A First Gun Encounter, With Lifelong Consequences

Editor’s Note: This article previously appeared in a different format as part of The Atlantic’s Notes section, retired in 2021.

It’s not often we can cross-reference a personal anecdote from a reader with Google News archives reaching back 40 years. John Poirier’s first experience with guns—the theme of our new reader thread—was noted in the newspaper of his hometown of Lewiston, Maine, following his interview with the Boston Globe. Here’s John’s story in his own words:

I was 23 years old, a newly minted pharmacist living in the South End of Boston, which was beginning the process of gentrification in 1976. I was an idealistic young white gay man, who having witnessed the racially charged effects of forced busing, believed that it was better to integrate the neighborhoods instead of the schools. So I had just moved into a refurbished old brick building on Pembroke Street.

One dreary winter afternoon 40 years ago this January, I returned to my apartment to find the door jimmied open by a crowbar. Not thinking that the burglar might still be inside, I entered and went to the phone to call 911. Within a few seconds of picking up the receiver an armed black man appeared behind me and demanded all my money.

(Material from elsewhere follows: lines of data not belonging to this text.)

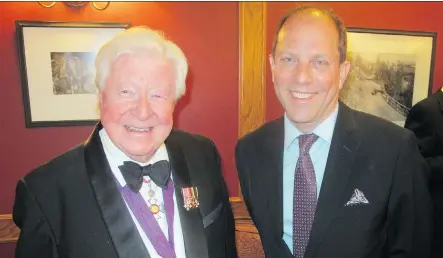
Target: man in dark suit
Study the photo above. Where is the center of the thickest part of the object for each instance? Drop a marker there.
(136, 188)
(325, 180)
(425, 119)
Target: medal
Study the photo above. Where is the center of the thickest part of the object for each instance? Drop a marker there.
(190, 198)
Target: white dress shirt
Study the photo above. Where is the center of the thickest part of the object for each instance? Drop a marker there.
(116, 158)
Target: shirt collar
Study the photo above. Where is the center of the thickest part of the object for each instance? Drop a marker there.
(324, 130)
(116, 157)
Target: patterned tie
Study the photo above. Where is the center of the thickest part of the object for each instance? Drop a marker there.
(305, 196)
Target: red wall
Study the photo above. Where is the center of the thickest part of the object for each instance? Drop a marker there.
(208, 35)
(413, 16)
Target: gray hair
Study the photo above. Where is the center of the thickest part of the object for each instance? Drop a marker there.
(134, 40)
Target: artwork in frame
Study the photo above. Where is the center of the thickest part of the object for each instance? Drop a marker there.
(390, 71)
(57, 70)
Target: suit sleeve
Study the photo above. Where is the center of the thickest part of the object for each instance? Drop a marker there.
(243, 178)
(230, 244)
(409, 211)
(36, 238)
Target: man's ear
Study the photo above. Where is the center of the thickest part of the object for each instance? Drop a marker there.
(272, 64)
(344, 71)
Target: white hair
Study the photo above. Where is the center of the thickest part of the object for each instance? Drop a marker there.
(132, 41)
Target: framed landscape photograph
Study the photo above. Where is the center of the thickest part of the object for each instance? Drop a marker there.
(390, 71)
(57, 70)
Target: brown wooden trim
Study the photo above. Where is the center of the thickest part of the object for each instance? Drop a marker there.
(252, 76)
(252, 67)
(8, 231)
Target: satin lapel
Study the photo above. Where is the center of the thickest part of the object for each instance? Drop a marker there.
(272, 180)
(192, 226)
(121, 227)
(344, 146)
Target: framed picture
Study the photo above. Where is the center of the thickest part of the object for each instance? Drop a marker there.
(57, 70)
(390, 71)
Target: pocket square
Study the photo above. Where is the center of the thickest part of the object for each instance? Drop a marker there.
(357, 198)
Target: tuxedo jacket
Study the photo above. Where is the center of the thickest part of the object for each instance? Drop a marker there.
(378, 158)
(425, 119)
(71, 206)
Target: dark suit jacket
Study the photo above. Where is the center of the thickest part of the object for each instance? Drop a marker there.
(367, 153)
(425, 119)
(71, 206)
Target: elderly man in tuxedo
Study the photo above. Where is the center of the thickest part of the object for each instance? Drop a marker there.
(137, 187)
(425, 119)
(325, 180)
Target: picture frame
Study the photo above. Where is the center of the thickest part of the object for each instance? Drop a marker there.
(391, 70)
(56, 62)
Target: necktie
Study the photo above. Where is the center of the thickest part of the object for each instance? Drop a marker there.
(305, 196)
(159, 172)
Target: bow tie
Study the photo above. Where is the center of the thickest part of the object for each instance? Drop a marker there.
(159, 172)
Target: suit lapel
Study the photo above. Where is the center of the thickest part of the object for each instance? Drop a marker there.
(273, 182)
(344, 146)
(121, 227)
(192, 226)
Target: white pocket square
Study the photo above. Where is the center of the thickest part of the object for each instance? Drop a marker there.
(357, 198)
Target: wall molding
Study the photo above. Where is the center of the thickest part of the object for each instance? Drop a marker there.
(252, 67)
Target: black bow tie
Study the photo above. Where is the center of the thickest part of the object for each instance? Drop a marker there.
(133, 173)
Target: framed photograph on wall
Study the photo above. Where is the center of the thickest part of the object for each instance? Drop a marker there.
(390, 71)
(57, 70)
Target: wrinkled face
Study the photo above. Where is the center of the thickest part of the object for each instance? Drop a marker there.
(137, 103)
(306, 69)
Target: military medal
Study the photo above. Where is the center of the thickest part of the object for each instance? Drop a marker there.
(190, 197)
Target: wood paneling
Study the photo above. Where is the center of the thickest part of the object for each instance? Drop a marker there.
(252, 79)
(252, 73)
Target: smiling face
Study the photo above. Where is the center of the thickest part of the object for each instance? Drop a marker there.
(306, 69)
(137, 103)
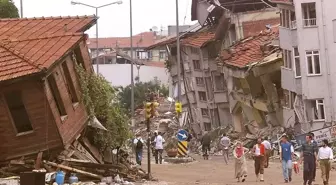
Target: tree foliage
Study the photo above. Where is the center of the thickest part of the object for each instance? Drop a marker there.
(100, 99)
(8, 9)
(140, 90)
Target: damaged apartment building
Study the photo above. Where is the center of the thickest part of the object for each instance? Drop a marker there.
(252, 69)
(204, 90)
(308, 41)
(40, 108)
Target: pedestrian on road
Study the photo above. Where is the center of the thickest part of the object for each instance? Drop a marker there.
(240, 162)
(315, 159)
(325, 156)
(268, 149)
(286, 156)
(259, 159)
(308, 156)
(206, 141)
(158, 148)
(225, 143)
(138, 142)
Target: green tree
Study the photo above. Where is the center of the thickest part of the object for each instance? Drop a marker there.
(100, 99)
(8, 9)
(140, 90)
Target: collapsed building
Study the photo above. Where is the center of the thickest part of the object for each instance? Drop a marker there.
(205, 95)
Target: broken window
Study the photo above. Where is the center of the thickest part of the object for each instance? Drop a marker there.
(207, 126)
(199, 81)
(162, 54)
(313, 62)
(297, 62)
(194, 50)
(69, 83)
(288, 99)
(202, 95)
(287, 19)
(318, 109)
(197, 65)
(309, 14)
(220, 82)
(18, 111)
(204, 112)
(57, 96)
(287, 57)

I had never seen a real gun before in my life, and the Saturday night special he was pointing at me looked too small to be real. I threw a five dollar bill at him and while he was distracted I ran out of my second-floor apartment and down the stairs. The burglar shot me in the back, leaving a .38 bullet between my second and third vertebrae of my spine, paralyzing me from the chest down for the rest of my life.

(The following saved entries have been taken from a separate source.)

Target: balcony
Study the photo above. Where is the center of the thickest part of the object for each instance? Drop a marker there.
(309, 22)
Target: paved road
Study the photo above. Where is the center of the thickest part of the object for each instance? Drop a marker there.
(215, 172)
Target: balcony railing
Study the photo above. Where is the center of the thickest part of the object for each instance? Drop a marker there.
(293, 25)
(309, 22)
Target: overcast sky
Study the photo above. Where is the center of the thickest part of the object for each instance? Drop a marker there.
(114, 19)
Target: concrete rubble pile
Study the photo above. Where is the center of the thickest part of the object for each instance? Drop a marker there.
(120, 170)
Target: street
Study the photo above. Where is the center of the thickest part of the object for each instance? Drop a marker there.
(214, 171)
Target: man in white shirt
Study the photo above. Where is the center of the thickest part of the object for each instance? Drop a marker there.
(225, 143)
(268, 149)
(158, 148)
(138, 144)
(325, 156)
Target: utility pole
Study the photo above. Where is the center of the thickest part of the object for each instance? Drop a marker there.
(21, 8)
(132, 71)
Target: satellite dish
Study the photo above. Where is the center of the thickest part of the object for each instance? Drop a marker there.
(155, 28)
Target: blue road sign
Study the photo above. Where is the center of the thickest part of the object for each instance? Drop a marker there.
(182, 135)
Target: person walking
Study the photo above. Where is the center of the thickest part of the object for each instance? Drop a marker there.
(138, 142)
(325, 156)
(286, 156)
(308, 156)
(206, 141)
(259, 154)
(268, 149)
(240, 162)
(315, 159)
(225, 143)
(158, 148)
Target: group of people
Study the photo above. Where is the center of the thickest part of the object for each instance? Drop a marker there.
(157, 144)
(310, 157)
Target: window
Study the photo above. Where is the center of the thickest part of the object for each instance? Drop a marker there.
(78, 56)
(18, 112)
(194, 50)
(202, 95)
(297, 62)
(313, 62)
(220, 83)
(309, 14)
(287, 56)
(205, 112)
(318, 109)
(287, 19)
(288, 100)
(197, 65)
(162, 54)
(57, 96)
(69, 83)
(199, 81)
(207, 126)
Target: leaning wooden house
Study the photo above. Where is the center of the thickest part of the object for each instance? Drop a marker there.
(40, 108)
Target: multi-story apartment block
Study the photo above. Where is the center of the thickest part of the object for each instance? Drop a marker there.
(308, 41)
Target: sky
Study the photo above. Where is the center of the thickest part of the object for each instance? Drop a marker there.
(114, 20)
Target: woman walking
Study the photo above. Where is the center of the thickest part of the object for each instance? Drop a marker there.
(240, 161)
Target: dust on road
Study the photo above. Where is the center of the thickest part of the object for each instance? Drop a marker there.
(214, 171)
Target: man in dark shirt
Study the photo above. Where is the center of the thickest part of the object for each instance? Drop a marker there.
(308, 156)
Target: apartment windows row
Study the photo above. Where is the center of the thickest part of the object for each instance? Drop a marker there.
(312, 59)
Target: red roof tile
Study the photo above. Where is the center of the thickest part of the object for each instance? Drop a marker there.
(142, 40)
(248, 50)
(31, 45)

I was in the ICU of Boston City Hospital a couple of days after the bullet had been surgically removed when two reporters from the Boston Globe came to interview me. Still on a high dose of morphine, I spoke openly about the incident, without thinking of the consequences of what I said. A day later the Boston Globe published a long interview with me on page three, including quotes about being gay. Since most of my family did not know this, I was outed to the world by the newspaper. Ten years later, J. Anthony Lukas would write about this burglary and hate-crime in his Pulitzer-winning book Common Ground.

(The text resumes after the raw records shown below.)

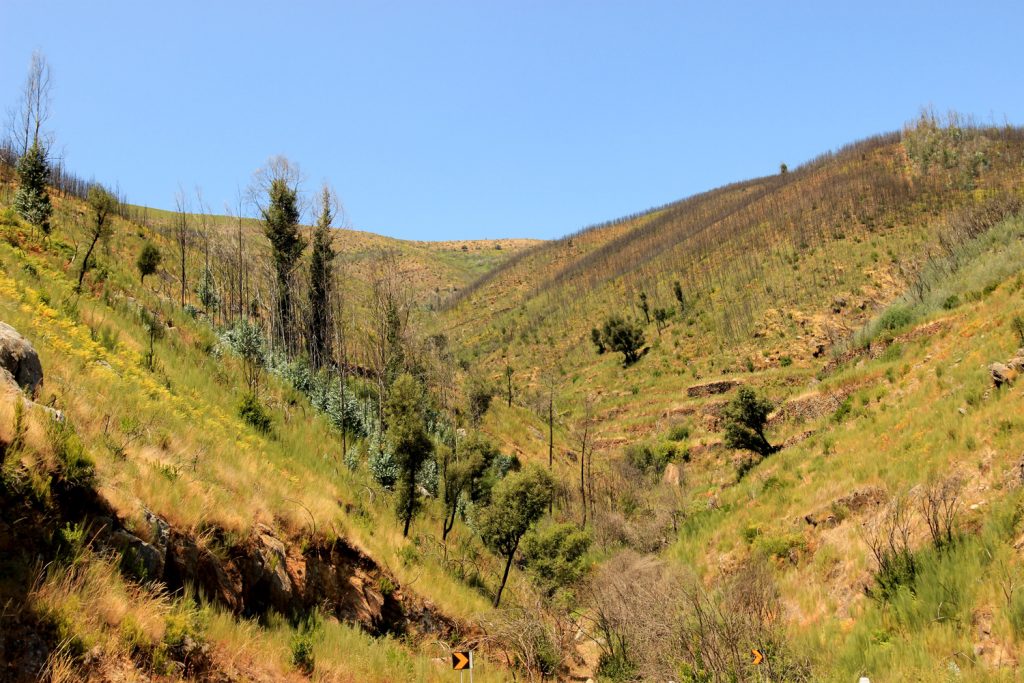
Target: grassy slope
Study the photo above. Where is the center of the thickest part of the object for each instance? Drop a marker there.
(765, 300)
(433, 269)
(194, 462)
(904, 420)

It is now almost 40 years to the day since that fateful encounter with a gun, and I am profoundly disappointed that gun violence has greatly increased since then [CG note: Research indicates the rates of non-fatal firearm crime and firearm homicides have in fact fallen since 1993], and that no progress in mitigating this epidemic seems possible. While most media focus on the lives lost to gun violence in America, little attention is paid to the thousands of survivors.

I am now 63, retired in Davis, California, alone as usual, and in much neuropathic pain, among other complications of having lived this long as a paraplegic.